Il medesimo vizio di omesso esame di un fatto decisivo per il giudizio è dedotto con il secondo motivo, imputando alla Corte territoriale il mancato riscontro dell’inidoneità probatoria della documentazione su cui, a detta del ricorrente, avrebbe fondato il proprio convincimento, nel contempo precludendo al ricorrente, attraverso la mancata ammissione dei mezzi istruttori all’uopo richiesti, la prova della propria versione dei fatti, incentrata sulla tesi per cui il mancato rinvenimento del plico non riconsegnato al caveau dell’azienda sarebbe dipeso dalla circostanza che lo stesso fosse caduto o fosse rimasto nel locale utilizzato dal tesoriere cui il ricorrente non aveva accesso.

Con il terzo motivo il ricorrente, denunciando la violazione e falsa applicazione dell’art. 2106 c.c., dell’art. 101 del CCNL per le imprese di vigilanza privata e della L. n. 183 del 2010, art. 30 lamenta l’erroneità del giudizio di proporzionalità della sanzione al fatto contestato operato dalla Corte territoriale, rilevando il contrasto della valutazione giudiziale con quella emergente dal codice disciplinare di cui alla contrattazione collettiva applicabile, alla cui stregua, in ragione delle esemplificazioni ivi contenute alle quali appare, a suo dire, riconducibile la condotta del ricorrente, la condotta medesima risulterebbe idonea a legittimare l’irrogazione di una mera sanzione conservativa e l’assenza di qualsiasi motivazione in ordine al difforme esito, giustificativo dell’irrogazione della massima sanzione, del proprio giudizio.

Rilevata l’infondatezza del primo motivo, per l’insussistenza del denunciato travisamento dell’oggetto della contestazione ad opera della Corte territoriale, atteso che il riferimento da questa effettuato alle procedure aziendali non vale quale identificazione della mancanza con essa addebitata, bensì come selezione del parametro di valutazione della condotta inadempiente cui ha riguardo la contestazione medesima, si deve ritenere l’inammissibilità del secondo motivo, in quanto si tende ad accreditare una versione dei fatti differente da quella asseverata, secondo il proprio libero apprezzamento dalla Corte territoriale che, compiutamente argomentata e scevra da vizi logici e giuridici, risulta insindacabile in questa sede.

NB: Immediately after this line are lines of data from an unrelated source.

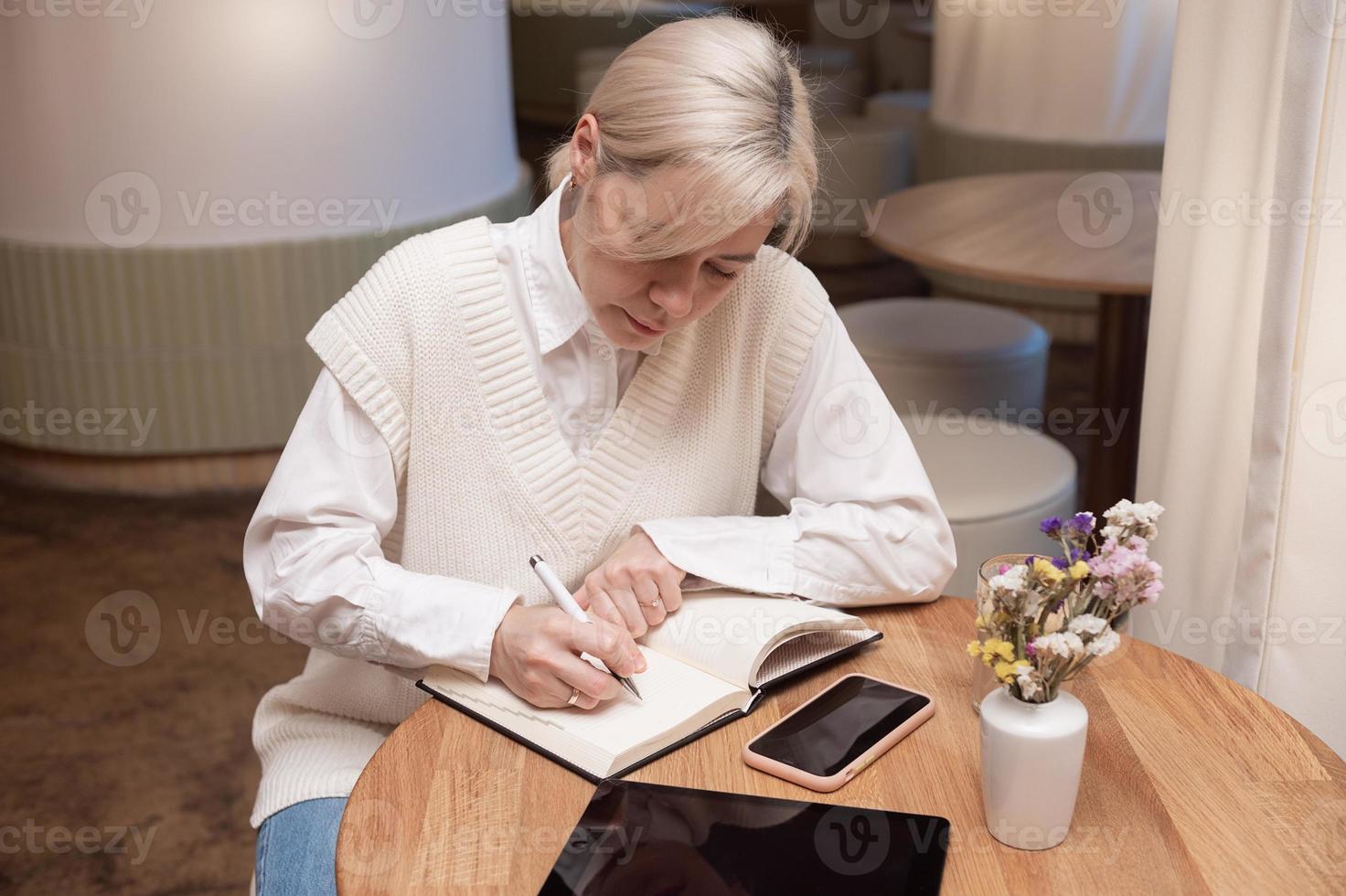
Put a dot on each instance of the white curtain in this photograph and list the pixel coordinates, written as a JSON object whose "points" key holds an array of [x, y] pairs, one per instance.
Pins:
{"points": [[1055, 70], [1244, 435]]}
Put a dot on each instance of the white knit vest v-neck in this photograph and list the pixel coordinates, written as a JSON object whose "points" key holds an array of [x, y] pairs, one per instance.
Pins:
{"points": [[430, 348]]}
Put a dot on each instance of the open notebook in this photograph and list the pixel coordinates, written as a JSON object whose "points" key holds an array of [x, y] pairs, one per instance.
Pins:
{"points": [[709, 664]]}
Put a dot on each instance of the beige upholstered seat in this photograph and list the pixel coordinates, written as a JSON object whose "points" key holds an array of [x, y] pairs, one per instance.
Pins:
{"points": [[866, 160]]}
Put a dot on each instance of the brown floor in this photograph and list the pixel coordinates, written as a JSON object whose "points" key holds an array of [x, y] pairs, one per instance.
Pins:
{"points": [[165, 745]]}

Parimenti infondato si rivela il terzo motivo, dal momento che la motivazione che, contrariamente a quanto qui asserito dal ricorrente, si rinviene nella sentenza impugnata in ordine all’idoneità della condotta addebitata a pregiudicare il vincolo fiduciario, così da incidere sull’affidamento del datore circa l’esatto adempimento delle prestazioni future da parte del ricorrente, rende ragione della congruità del giudizio di proporzionalità, che, come deve ritenersi ammissibile stante la natura legale della clausola generale della giusta causa, supera le, in ipotesi più attenuate, valutazioni a riguardo codificate dall’autonomia collettiva.

Il ricorso va dunque rigettato.

Le spese seguono la soccombenza e sono liquidate come da dispositivo.

PQM

La Corte rigetta il ricorso e condanna parte ricorrente al pagamento in favore della Società elle spese del presente giudizio di legittimità che liquida in Euro 100,00 per esborsi ed in Euro 4.500,00 per compensi oltre spese generali al 15% ed altri accessori di legge.

Ai sensi del D.P.R. 30 maggio 2002, n. 115, art. 13, comma 1 quater, dà atto della sussistenza dei presupposti per il versamento da parte del ricorrente, dell’ulteriore importo a titolo di contributo unificato pari a quello dovuto per il ricorso, a norma del cit. art. 13, comma 1 bis.

Così deciso in Roma, nella Camera di consiglio, il 27 aprile 2016.